Conséquence directe, les pilotes sont à la fois stressés et fatigués.  Si les cas d’épuisement en poste peuvent paraître anecdotiques pour les PNC, quand il s’agit de pilotes aux commandes d’un avion, les risques encourus sont autrement plus graves. Si Ryanair n’a, pour l’instant, à déplorer aucun incident majeur, la compagnie s’expose clairement à des risques importants.

D’autant que les incidents mineurs se sont multipliés. Avec la hausse des prix du pétrole, la compagnie a fait circuler un mémo dès 2008 interdisant strictement aux pilotes d’emporter plus que le minimum légal de carburant supplémentaire. Résultat, les avions de Ryanair ne disposent à tout moment que d’une capacité supplémentaire correspondant à trente minutes de vol et les pilotes sont tenus responsables des excès de consommation de carburant. Depuis, les approches à haute vitesse (entraînant des atterrissages brutaux et dangereux) sont devenues chose commune et les pilotes sont de plus en plus souvent obligés de se déclarer en état « d’urgence carburant » pour atterrir avant que leurs réservoirs ne soient vides.

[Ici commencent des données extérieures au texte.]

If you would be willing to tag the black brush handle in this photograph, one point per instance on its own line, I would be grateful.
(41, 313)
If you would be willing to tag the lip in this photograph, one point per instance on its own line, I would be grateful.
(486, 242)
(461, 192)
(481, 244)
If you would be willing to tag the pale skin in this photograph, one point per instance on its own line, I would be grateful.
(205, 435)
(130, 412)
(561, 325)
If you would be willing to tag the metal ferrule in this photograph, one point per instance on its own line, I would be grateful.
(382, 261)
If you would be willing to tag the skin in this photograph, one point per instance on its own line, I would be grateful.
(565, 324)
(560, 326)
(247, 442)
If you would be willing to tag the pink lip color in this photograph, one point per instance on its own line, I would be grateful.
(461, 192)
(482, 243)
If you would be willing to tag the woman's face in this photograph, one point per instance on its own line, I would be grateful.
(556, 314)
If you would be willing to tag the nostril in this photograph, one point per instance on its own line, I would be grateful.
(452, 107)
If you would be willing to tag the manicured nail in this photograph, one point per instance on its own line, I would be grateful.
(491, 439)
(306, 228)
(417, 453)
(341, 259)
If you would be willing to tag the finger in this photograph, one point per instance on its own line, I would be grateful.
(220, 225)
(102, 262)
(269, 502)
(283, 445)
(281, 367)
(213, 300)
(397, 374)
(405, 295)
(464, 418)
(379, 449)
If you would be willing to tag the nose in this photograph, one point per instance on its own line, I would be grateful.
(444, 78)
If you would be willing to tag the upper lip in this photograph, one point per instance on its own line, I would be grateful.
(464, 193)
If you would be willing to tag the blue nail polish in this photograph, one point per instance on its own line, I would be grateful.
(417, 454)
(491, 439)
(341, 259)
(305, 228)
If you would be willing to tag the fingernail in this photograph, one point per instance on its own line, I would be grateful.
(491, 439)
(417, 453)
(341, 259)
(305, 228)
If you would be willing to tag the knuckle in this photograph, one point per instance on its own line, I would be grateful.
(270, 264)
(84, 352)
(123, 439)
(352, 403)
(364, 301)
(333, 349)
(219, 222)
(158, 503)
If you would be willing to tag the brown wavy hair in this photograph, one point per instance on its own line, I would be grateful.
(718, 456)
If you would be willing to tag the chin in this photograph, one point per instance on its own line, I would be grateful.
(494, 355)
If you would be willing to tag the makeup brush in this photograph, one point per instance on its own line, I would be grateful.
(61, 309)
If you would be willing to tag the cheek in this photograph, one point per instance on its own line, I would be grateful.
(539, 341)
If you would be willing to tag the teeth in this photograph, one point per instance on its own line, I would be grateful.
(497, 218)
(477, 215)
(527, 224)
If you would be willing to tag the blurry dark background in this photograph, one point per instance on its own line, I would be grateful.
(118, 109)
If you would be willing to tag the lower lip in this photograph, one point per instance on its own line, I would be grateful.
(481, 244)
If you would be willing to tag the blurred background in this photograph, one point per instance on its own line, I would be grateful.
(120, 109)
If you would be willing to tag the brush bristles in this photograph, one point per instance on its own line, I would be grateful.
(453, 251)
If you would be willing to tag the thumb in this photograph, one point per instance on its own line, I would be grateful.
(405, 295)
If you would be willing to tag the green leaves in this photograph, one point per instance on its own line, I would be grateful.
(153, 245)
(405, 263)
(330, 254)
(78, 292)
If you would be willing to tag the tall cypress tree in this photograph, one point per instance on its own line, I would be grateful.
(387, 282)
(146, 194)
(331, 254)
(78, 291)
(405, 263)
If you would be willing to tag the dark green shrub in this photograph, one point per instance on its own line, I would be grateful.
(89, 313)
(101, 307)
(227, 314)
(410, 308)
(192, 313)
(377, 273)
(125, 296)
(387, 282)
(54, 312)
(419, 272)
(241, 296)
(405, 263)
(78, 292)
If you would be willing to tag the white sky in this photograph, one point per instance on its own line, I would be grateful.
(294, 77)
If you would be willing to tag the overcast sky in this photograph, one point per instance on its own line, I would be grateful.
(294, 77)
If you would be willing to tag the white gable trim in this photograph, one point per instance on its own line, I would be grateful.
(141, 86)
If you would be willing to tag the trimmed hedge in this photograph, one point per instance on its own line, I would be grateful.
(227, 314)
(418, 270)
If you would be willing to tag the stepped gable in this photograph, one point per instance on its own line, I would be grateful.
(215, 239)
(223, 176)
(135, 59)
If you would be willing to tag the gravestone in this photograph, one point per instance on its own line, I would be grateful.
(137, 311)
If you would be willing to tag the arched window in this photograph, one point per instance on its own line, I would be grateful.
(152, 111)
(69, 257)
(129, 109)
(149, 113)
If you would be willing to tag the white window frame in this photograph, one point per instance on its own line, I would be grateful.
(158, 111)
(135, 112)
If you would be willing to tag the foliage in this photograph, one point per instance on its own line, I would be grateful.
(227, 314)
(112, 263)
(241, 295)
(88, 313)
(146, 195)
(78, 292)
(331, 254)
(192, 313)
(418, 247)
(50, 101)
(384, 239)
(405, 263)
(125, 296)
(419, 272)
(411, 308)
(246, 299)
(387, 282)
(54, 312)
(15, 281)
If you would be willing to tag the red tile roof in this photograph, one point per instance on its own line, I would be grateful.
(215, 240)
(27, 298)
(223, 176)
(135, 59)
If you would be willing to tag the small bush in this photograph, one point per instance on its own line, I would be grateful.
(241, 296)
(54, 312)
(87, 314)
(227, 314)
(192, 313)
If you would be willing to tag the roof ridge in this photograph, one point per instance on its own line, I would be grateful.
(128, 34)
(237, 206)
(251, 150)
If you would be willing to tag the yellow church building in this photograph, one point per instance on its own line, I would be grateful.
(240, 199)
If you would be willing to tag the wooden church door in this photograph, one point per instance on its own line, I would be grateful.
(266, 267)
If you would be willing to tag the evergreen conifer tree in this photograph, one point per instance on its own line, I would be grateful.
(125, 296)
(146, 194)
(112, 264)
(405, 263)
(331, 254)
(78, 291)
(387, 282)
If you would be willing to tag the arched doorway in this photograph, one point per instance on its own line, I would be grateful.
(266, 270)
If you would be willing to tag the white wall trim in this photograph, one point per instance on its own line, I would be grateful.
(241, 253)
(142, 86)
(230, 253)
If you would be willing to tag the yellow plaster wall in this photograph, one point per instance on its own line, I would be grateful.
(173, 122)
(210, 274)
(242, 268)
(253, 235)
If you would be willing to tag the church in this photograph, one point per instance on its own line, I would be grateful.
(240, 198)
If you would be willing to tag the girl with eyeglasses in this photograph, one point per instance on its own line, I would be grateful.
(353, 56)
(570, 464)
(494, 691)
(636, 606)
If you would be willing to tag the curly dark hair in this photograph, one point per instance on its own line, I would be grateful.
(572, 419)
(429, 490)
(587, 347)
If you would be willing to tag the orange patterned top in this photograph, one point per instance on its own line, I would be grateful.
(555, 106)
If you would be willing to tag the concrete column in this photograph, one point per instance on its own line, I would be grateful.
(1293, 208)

De manière générale, la situation des pilotes chez Ryanair n’est pas brillante. Pour atteindre le statut de pilotes, ces derniers s’endettent dangereusement, alors même qu’une fois atteint ce statut, ils ne possédent aucun moyen d’assurer la sécurité de leur emploi. Au contraire, la logique de « diminution des coûts, accroissement de la rentabilité » de la compagnie fait reposer un lourd fardeau de stress et de fatigue sur les épaules des pilotes. Et c’est peut-être ça le plus alarmant, car chaque fois qu’ils vont au travail, ces employés ont la vie de passagers entre leurs mains, des vies qu’ils préservent plutôt en dépit de la compagnie qui les emploie.